ABDULAZİZ BAYINDIR: Bak “böylece apaçık ayet”. Görüyor musunuz? Şimdi düşünün bakalım. Devamını oku.
YAHYA ŞENOL: Muhakkak Allah, dilediğini doğru yola iletir.
ABDULAZİZ BAYINDIR: Şimdi “Allah dilediğini doğru yola iletir dedikten sonra gerisi kalsın diyeceksin. Yani ister ipi at ister atma. Ne fark eder ki. İntihar etsen nolur etmesen nolur. Ne değişir? Peki o zaman da “Allah dilediğini yola getirir” diyor burda. Öyle mi? O zaman sen aynı mealin biz meal katmayalım, aynı mealin, nasıl yazdığını da bilmiyorum tabi ama çeliştiğinden eminim. Onun için söylüyorum. Nisa suresinin 26 ve 27.ayetine nasıl meal verdiğini oku bakalım.

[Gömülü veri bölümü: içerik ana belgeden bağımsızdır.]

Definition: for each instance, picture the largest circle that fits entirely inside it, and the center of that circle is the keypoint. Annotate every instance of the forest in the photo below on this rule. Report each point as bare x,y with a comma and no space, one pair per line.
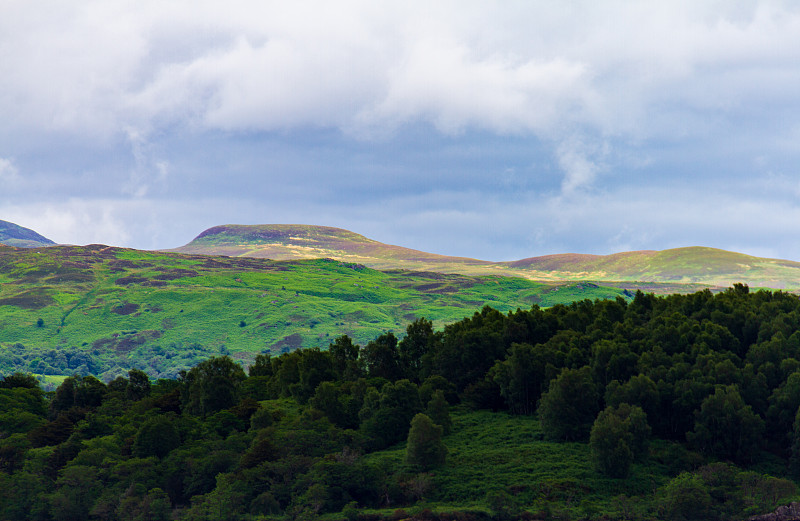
678,407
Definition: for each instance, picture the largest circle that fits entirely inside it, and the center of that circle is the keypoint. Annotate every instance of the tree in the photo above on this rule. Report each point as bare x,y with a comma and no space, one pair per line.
618,435
567,410
438,411
381,357
414,346
344,356
262,366
156,437
726,427
211,386
138,385
425,449
520,378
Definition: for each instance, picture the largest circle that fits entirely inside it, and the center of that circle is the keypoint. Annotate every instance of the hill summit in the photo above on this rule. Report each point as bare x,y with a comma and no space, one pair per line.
695,265
15,235
299,241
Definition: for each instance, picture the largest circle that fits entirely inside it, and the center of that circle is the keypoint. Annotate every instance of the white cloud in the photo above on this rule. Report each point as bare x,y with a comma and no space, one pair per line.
582,77
9,174
519,67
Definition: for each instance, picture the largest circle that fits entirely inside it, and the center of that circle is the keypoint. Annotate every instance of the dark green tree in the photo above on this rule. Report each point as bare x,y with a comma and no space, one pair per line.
425,449
382,359
414,346
618,436
156,437
262,366
138,385
344,356
520,378
726,427
439,412
567,410
211,386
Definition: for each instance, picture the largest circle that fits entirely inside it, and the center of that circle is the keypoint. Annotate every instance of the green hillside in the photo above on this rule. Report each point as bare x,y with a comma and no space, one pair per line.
707,267
101,310
15,235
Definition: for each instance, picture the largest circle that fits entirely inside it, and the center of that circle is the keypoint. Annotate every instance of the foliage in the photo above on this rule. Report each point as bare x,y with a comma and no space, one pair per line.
425,449
568,408
316,433
619,435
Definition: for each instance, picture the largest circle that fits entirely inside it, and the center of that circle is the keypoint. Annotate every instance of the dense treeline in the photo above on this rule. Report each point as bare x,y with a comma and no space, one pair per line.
717,375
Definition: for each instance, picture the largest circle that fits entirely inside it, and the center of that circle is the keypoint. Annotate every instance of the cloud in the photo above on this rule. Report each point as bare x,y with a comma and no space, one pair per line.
9,174
519,67
127,115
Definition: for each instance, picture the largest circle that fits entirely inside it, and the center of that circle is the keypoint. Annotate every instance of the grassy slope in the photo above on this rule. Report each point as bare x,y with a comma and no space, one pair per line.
694,265
491,452
116,302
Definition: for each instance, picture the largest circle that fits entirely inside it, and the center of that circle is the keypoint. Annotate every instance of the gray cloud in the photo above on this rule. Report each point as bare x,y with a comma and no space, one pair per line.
495,130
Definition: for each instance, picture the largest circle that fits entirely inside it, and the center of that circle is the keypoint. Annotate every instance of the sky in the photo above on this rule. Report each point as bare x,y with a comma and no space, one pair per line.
493,130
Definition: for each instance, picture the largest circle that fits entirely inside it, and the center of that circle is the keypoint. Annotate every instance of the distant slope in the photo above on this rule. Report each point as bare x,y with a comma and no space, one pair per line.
698,265
15,235
297,241
707,267
101,310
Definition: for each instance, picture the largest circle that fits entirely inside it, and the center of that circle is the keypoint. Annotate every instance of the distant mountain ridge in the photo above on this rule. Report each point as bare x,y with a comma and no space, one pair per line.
691,265
15,235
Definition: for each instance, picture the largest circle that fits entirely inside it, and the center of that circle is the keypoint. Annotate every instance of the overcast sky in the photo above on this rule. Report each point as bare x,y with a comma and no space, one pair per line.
495,130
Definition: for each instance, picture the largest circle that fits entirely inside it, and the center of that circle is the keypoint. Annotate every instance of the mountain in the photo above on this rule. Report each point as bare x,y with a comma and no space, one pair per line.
708,267
15,235
101,310
297,241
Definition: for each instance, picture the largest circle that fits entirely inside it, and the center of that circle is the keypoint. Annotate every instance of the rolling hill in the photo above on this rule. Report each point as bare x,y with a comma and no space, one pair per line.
15,235
698,266
100,310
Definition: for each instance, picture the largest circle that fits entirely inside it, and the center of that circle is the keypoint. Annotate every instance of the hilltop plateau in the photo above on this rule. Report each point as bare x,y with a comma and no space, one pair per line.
100,310
15,235
700,266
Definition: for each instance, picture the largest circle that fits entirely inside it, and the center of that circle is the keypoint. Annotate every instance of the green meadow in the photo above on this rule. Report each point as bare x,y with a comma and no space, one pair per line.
100,310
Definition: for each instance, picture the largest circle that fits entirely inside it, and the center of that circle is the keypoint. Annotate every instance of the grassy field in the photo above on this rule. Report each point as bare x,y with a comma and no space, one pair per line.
698,266
125,308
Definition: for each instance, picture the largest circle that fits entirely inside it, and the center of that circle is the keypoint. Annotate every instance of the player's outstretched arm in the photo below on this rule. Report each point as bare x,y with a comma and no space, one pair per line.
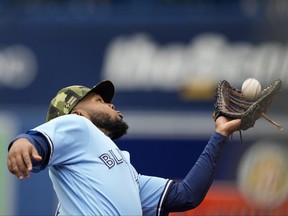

YAHYA ŞENOL: 26.Ayet: “Allah size açıkça bildirmek, sizi sizden öncekilerin sünnetlerine iletmek(buraya dip not düşülmüş) tevbelerinizi kabul etmek ister. Allah hakkıyla bilendir, hüküm ve hikmet verendir”. “Allah tevbelerinizi kabul etmek ister. Şehvetlerine uyanlar, sizin büyük sapıklığa düşmenizi isterler”.
ABDULAZİZ BAYINDIR: Peki şimdi Allah istediğini yola getiriyor, tevbemizi de kabul etmek istediğine göre ve sizden öncekilerin sünnetlerine..bir daha oku orayı.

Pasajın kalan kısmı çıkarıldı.